先程の通りに戻る途中で、すれ違ったみすぼらしげな女性に声をかけた。
「すみません。僕たち、占い師を探しているのですが、どこにいらっしゃるかご存知ですか?」
女性が胡散臭げにレオンを見る。
「占い師はたくさんいるが、ここらで一番有名なのは真っすぐ行って3番目の路地を右に入ったところにある」
そう言って逃げるように去っていく。
レオンは後ろ姿に「どうも」とお礼をいうと歩き出した。
女性に言われたとおりに道を進む。
路地を曲がった先には、建物の前に置かれた椅子に腰かける老婆と、文机のような小さな机を挟んでこそこそ話す青年がいた。
老婆の前には水晶玉のようなものがあり、中に煙のようなものが不思議に揺らめいている。

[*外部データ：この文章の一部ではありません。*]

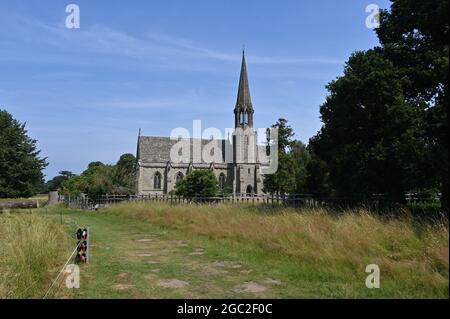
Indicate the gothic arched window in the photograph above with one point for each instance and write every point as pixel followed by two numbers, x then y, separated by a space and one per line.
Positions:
pixel 157 181
pixel 222 180
pixel 180 177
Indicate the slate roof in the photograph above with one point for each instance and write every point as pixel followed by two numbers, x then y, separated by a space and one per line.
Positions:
pixel 154 149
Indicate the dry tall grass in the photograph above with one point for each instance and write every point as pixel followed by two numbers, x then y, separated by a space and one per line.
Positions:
pixel 32 249
pixel 414 255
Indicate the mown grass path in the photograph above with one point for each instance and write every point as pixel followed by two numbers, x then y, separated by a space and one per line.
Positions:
pixel 134 259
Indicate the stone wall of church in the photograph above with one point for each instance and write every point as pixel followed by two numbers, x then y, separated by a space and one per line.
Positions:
pixel 169 174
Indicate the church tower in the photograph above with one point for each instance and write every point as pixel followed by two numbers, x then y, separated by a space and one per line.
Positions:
pixel 246 169
pixel 243 112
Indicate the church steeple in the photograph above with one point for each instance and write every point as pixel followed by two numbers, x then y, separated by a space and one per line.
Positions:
pixel 243 112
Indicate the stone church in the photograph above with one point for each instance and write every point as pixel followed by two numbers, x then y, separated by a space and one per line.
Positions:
pixel 236 161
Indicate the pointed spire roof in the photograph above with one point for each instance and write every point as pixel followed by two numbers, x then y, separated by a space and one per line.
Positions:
pixel 244 100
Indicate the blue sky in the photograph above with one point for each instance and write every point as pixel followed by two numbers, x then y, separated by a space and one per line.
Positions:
pixel 158 65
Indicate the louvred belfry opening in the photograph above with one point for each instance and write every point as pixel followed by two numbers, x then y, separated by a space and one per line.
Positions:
pixel 243 112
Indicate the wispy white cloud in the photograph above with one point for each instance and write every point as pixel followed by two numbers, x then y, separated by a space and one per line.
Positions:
pixel 97 43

「…あなたの言う通り、妻は妊娠しました。だけど体調がよくないし、医者に見てもらう金もない。どうすれば?」
「次の新月の夜に、エルドウィンで癒やしの会が行なわれる。妻を連れてそこへ行くが良い」
老婆が水晶を見つめながらぼそぼそと話す。
青年が「エルドウィン…」とつぶやく。老婆は水晶から目を話しじろりと青年を見ると次に横目でレオンたちを見、視線を戻してさらにぼそぼそと何か低い声でつぶやいた。
青年はうなずいて立ち上がる。
レオンたちと目を合わさないように青年はレオンたちの脇を通り過ぎた。
水晶玉の中を覗き込む老婆に近づいていく。
老婆は重たいまぶたの下からじろりとレオンたちを見上げると視線を落とした。
「お聞きしたいことがあるのだが」
レオンが話しかける。老婆は黙り込んだまま答えない。レオンは構わずそのまま続けた。
「数日前、こちらに女性が来なかっただろうか?ちょうど幼い娘息子がいるような年だ」
老婆は答えない。しばらく待って返事がないのを確認するとレオンは質問を変えた。
「先程仰っていたエルドウィンとは?」
老婆がじろりと睨む。そして視線を落とした。
老婆が答えないのを見ると、レオンはため息をついてグレンを振り返った。
「帰ろう」
「お、おう」
老婆に背を向けて歩き出す。レオンのあとを追いかけるようにグレンがついてきた。
「おい!」
レオンの左腕を強い力でつかむ。
「何もない西の町に行きたがったり、子供の母親を探したり占いに首突っ込んだり…お前、何者だ?ただの好奇心と正義感か?」
レオンの目を見据えて睨む。レオンはその目を見つめ返した。
「…僕は何者でもない。ただ気になっただけだ」
「それなら、ただの好奇心で、警察や騎士団みたいに事件に首を突っ込むのはやめろ。変なことに巻き込まれたら、お前だけじゃなく、ソフィアやソフィアの家族にも迷惑がかかるんだぞ」
「…そうだな。気をつける」
レオンがうなずく。グレンは腕を離した。
しばらく無言で歩く。
2人は車を停めた駐車場に着き、乗り込んだ。
グレンがエンジンをかける。空の駐車場に戻ろうとしたとき、レオンは口を開いた。